Bahkan lebih bodohnya lagi, stigmatisasi dan framing akibat tersebarnya foto terduga pelaku teror akan kembali menguatkan sentimen islamophobia. Jika tak dicegah dengan akal sehat, kita akan melewati lagi masa-masa phobia tak hanya terhadap cadar atau celana cingkrang, tapi juga terhadap keluarga-keluarga muslim taat.
Sementara dari luar, kelompok-kelompok Islam disudutkan, akal sehat umat Islam juga benar-benar diuji, tak sedikit yang berpikir tak waras menganggap terorisme adalah rekayasa dan pengalihan isu. Hal ini makin menyudutkan kelompok-kelompok Islam, dan akan disebut bahwa mereka tak memiliki empati terhadap korban teror. Asumsi-asumi yang liar ini harus ditahan. Ustadz Bachtiar Nasir, satu diantara Ulama yang dianggap memimpin umat juga tegas melarang umat Islam berasumsi.

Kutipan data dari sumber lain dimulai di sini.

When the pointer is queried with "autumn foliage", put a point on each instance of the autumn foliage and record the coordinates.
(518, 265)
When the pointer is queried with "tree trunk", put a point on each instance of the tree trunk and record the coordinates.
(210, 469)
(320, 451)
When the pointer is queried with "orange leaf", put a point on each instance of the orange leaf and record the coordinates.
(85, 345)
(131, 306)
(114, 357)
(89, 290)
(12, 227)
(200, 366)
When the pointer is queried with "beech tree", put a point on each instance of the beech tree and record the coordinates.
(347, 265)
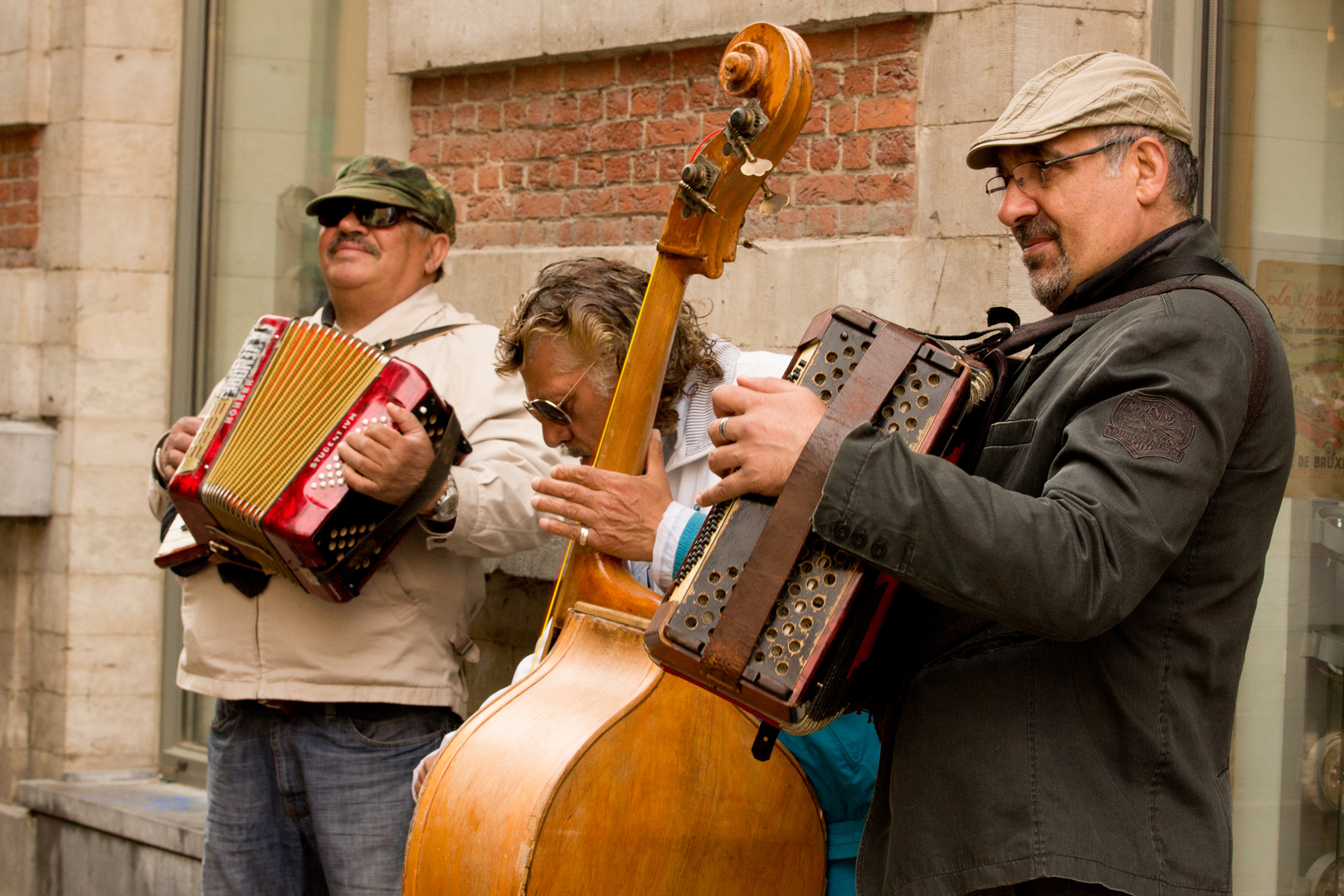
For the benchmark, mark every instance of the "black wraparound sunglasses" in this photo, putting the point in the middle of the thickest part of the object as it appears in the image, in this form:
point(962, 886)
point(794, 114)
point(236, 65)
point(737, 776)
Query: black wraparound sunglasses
point(368, 214)
point(548, 411)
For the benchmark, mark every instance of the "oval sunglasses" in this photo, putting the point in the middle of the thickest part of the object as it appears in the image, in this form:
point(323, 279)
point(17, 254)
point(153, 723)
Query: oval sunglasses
point(548, 411)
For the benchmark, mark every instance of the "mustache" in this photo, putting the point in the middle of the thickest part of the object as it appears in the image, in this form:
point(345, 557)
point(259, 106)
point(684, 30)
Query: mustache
point(353, 238)
point(569, 449)
point(1035, 227)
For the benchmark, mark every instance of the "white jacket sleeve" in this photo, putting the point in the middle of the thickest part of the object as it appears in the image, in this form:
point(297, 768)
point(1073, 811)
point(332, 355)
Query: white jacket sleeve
point(494, 514)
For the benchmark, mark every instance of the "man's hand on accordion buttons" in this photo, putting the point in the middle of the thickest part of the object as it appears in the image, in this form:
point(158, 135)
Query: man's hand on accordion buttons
point(387, 464)
point(621, 512)
point(765, 425)
point(175, 446)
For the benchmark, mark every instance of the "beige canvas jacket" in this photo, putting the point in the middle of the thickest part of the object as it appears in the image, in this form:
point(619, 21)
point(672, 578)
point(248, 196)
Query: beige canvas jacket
point(394, 642)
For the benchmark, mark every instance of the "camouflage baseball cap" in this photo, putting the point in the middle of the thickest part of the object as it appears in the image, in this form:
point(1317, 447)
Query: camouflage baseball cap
point(396, 183)
point(1089, 90)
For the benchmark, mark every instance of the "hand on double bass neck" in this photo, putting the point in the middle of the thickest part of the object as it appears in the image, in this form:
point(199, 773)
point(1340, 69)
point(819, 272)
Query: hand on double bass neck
point(621, 512)
point(765, 425)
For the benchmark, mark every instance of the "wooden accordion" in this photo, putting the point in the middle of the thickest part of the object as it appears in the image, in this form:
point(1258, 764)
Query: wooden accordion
point(767, 614)
point(262, 485)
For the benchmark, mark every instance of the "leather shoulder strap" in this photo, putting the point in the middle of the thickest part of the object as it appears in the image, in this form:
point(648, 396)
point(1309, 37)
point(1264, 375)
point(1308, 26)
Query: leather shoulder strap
point(786, 528)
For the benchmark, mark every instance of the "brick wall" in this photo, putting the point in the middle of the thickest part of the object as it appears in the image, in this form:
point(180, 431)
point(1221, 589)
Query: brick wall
point(585, 153)
point(19, 197)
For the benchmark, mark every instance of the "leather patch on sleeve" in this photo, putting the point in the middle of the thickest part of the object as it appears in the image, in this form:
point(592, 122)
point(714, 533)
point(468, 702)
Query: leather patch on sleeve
point(1152, 426)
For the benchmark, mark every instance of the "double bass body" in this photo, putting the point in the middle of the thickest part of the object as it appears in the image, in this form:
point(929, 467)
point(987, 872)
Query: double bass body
point(600, 772)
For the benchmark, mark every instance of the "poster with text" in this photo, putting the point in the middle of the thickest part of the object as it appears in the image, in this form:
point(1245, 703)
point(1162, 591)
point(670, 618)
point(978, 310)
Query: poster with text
point(1308, 305)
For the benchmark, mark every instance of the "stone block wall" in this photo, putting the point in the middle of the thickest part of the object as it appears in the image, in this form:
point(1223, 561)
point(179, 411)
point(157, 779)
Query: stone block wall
point(19, 212)
point(587, 153)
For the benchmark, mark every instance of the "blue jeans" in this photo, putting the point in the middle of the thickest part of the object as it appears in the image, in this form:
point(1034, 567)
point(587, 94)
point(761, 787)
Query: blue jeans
point(308, 805)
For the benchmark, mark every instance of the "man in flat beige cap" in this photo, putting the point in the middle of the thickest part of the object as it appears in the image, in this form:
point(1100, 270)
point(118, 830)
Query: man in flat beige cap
point(1110, 533)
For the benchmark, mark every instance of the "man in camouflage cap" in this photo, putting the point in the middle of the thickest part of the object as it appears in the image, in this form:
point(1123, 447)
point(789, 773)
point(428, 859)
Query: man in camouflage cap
point(324, 709)
point(378, 179)
point(1110, 535)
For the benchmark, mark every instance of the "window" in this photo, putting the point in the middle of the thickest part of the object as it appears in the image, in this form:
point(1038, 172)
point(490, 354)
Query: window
point(1280, 215)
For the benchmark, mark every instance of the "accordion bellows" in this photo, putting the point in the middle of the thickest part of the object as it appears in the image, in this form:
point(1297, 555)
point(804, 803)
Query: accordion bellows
point(824, 622)
point(262, 484)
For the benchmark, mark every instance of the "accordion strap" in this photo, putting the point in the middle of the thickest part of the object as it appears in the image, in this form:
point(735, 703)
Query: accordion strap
point(728, 649)
point(420, 336)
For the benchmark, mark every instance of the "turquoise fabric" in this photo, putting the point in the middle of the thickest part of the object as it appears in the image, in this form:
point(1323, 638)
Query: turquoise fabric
point(841, 763)
point(687, 538)
point(840, 878)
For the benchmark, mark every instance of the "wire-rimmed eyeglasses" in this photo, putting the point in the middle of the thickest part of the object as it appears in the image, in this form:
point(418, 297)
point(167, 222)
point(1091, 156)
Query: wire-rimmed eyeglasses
point(1031, 175)
point(548, 411)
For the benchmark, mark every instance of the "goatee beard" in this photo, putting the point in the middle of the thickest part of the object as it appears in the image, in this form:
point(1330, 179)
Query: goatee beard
point(1049, 278)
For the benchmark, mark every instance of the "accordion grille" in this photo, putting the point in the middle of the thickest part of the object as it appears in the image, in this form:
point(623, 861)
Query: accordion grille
point(311, 382)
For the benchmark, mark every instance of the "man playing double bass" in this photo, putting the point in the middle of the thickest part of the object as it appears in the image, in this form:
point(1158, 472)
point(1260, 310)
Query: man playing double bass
point(1113, 533)
point(567, 338)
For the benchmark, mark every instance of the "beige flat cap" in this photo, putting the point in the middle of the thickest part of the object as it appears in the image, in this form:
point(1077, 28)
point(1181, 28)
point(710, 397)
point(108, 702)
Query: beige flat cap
point(1089, 90)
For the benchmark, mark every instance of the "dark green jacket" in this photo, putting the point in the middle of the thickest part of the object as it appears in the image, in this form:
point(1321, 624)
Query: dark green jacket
point(1116, 529)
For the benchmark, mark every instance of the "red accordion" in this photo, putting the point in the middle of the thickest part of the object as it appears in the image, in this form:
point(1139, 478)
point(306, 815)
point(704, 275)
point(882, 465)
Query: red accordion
point(262, 485)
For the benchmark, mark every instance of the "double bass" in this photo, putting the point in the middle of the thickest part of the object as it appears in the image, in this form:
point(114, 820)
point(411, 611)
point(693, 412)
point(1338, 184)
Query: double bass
point(600, 772)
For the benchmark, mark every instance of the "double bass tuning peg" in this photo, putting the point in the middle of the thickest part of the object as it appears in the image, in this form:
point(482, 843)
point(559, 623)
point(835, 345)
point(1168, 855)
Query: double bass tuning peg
point(773, 202)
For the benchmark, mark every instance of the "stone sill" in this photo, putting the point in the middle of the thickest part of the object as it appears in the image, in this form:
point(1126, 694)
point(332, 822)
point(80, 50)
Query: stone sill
point(169, 817)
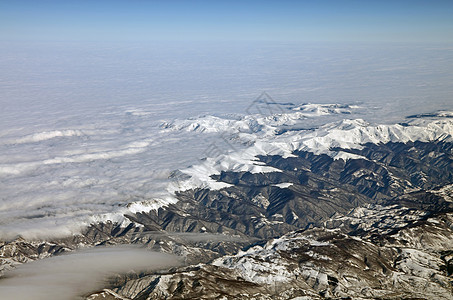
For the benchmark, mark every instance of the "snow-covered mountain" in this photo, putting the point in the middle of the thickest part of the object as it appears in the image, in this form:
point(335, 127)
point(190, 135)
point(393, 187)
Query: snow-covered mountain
point(286, 210)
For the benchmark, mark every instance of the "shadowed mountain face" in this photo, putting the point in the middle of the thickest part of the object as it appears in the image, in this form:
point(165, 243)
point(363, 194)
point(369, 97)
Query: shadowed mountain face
point(378, 225)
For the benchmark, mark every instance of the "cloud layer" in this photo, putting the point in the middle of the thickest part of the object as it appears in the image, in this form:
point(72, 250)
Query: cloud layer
point(80, 134)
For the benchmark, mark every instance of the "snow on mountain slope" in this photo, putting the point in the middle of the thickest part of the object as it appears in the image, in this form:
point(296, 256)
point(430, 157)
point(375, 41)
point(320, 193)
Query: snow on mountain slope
point(262, 135)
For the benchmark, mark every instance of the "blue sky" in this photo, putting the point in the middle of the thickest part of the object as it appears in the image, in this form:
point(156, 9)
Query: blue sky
point(321, 20)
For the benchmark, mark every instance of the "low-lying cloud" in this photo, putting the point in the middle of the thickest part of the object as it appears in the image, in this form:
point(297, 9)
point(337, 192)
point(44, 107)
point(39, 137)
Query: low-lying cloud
point(73, 275)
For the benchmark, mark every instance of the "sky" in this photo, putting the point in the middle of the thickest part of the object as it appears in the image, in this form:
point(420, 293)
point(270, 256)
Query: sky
point(201, 20)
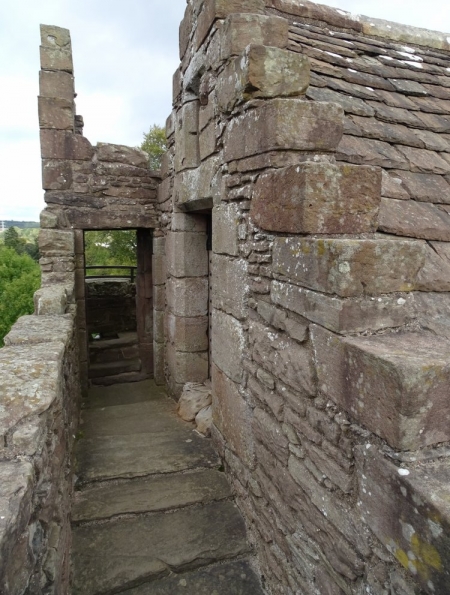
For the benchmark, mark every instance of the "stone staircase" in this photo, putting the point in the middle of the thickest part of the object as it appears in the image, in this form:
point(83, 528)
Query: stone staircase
point(115, 360)
point(153, 514)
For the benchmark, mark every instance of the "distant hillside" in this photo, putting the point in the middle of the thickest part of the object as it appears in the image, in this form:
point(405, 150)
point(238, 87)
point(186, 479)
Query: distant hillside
point(20, 224)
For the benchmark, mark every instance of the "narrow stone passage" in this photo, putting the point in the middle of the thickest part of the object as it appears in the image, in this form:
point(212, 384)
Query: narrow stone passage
point(153, 515)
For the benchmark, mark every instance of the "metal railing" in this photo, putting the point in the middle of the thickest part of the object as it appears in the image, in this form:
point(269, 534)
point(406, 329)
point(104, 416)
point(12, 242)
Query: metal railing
point(130, 275)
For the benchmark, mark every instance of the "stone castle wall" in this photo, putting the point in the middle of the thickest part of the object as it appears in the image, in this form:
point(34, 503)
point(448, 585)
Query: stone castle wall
point(330, 387)
point(299, 261)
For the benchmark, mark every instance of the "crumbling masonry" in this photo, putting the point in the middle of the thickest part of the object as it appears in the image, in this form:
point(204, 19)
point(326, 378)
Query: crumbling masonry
point(301, 228)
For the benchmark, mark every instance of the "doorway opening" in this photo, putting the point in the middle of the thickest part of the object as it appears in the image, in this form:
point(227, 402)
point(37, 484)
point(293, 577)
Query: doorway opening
point(119, 305)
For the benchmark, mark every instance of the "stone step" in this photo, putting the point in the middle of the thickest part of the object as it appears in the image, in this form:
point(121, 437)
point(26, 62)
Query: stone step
point(104, 369)
point(230, 578)
point(100, 396)
point(123, 340)
point(127, 552)
point(158, 493)
point(396, 384)
point(124, 378)
point(138, 439)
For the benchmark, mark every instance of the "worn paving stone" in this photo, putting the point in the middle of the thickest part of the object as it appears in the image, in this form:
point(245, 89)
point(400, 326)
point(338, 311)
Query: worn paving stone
point(135, 418)
point(134, 455)
point(120, 394)
point(234, 578)
point(125, 552)
point(149, 495)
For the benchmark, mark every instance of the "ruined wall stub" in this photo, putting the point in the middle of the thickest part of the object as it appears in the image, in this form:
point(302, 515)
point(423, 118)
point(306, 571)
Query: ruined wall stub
point(329, 389)
point(86, 188)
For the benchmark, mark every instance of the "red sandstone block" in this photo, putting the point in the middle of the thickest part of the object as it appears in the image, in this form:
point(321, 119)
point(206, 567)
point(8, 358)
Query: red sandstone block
point(55, 112)
point(318, 198)
point(232, 416)
point(61, 144)
point(56, 84)
point(220, 9)
point(253, 75)
point(350, 267)
point(407, 509)
point(395, 385)
point(284, 124)
point(241, 30)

Maka ketika kelompok diluar kelompok-kelompok Islam menyudutkan dan mendakwa terorisme berkaitan dengan kelompok-kelompok Islam, dan kelompok-kelompok Islam berasumsi liar terhadap terorisme. Disinilah senjata utama melawan terorisme adalah menggunakan nalar dan akal sehat. Jika akal sehat tak digunakan, tujuan para teroris untuk memecah belah kerukunan bangsa jelas tercapai. Satu kelompok dan kelompok lain sesama anak bangsa akan terus dan semakin bertikai tanpa ujung. Jadi, mari lawan teror dengan akal sehat!